Background: PCR is a key technology in molecular biology and diagnostics that typically amplifies and quantifies specific DNA fragments in about an hour. However, the kinetic limits of PCR are unknown.
Methods: We developed prototype instruments to temperature cycle 1- to 5-μL samples in 0.4-2.0 s at annealing/extension temperatures of 62 °C-76 °C and denaturation temperatures of 85 °C-92 °C. Primer and polymerase concentrations were increased 10- to 20-fold above typical concentrations to match the kinetics of primer annealing and polymerase extension to the faster temperature cycling. We assessed analytical specificity and yield on agarose gels and by high-resolution melting analysis. Amplification efficiency and analytical sensitivity were demonstrated by real-time optical monitoring.
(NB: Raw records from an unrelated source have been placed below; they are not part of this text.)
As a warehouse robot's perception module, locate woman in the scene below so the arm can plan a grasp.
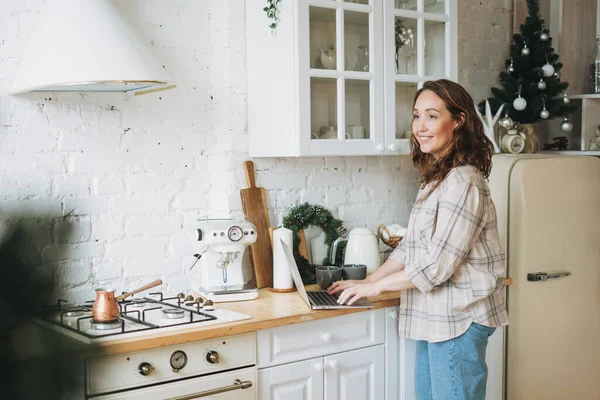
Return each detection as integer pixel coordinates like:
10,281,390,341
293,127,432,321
328,79,509,400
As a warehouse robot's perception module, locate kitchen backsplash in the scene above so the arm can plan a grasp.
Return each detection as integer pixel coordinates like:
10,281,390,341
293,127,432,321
0,0,511,300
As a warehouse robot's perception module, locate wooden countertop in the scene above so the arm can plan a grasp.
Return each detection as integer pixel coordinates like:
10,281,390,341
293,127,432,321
85,286,400,356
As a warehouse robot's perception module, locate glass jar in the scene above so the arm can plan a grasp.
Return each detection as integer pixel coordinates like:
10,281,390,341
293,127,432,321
354,45,369,72
589,37,600,94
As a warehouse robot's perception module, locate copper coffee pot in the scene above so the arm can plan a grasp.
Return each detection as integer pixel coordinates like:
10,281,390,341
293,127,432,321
92,279,163,322
92,288,120,322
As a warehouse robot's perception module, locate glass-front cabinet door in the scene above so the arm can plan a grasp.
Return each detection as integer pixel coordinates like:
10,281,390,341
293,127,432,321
383,0,457,154
298,0,385,156
245,0,456,157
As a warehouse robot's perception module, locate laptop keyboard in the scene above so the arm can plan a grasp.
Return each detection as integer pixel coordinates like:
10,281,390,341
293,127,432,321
307,291,340,306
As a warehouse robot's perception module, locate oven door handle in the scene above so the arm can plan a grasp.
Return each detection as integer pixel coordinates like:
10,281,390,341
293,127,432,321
165,379,253,400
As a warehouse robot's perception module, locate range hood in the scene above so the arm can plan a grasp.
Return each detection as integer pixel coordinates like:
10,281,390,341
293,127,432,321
10,0,175,95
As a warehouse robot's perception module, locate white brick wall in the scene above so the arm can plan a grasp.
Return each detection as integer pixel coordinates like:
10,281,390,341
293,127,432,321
0,0,512,298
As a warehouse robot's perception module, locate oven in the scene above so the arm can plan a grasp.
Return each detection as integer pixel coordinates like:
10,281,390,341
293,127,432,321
32,292,256,399
86,332,256,399
94,367,256,399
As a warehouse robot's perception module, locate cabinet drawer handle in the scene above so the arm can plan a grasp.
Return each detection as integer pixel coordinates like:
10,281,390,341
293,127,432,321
328,360,338,369
314,362,324,372
388,143,398,152
376,143,385,152
321,332,331,342
166,379,252,400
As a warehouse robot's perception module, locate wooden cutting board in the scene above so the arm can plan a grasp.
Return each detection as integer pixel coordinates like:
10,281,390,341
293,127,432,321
240,161,273,288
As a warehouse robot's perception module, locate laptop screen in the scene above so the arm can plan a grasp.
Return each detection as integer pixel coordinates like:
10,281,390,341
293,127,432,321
279,238,312,308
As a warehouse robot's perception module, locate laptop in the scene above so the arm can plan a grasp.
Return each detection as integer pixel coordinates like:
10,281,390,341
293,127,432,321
280,239,374,309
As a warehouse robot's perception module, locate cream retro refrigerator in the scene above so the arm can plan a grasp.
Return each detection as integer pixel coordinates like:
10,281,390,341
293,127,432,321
487,154,600,400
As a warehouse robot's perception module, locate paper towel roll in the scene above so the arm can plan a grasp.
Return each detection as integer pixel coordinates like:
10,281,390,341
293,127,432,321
272,227,294,290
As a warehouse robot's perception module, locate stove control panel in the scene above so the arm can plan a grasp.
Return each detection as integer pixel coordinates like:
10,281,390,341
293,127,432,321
87,332,256,396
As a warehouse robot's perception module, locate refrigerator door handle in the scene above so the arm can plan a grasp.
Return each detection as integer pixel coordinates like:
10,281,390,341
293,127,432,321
527,271,572,282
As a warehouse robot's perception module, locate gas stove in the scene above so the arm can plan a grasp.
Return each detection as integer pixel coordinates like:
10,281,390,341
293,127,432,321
34,292,252,344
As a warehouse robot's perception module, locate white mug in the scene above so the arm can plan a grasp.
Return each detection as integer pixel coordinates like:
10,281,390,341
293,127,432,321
347,125,365,139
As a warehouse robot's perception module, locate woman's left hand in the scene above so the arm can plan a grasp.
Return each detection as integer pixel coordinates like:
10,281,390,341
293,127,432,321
336,282,381,305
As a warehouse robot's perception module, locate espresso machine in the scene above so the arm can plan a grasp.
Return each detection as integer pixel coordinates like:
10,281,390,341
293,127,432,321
191,219,259,302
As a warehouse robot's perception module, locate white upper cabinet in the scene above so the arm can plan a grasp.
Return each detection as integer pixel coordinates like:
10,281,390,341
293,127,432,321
246,0,457,157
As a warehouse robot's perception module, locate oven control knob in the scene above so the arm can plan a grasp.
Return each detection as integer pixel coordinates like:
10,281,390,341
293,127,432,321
206,350,220,364
138,362,154,376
Results: Using single-copy genes from human genomic DNA, we amplified 45- to 102-bp targets in 15-60 s. Agarose gels showed bright single bands at the expected size, and high-resolution melting curves revealed single products without using any "hot start" technique. Amplification efficiencies were 91.7%-95.8% by use of 0.8- to 1.9-s cycles with single-molecule sensitivity. A 60-bp genomic target was amplified in 14.7 s by use of 35 cycles.
Conclusions: The time required for PCR is inversely related to the concentration of critical reactants. By increasing primer and polymerase concentrations 10- to 20-fold with temperature cycles of 0.4-2.0 s, efficient (>90%), specific, high-yield PCR from human DNA is possible in <15 s. Extreme PCR demonstrates the feasibility of while-you-wait testing for infectious disease, forensics, and any application where immediate results may be critical.
© 2014 American Association for Clinical Chemistry.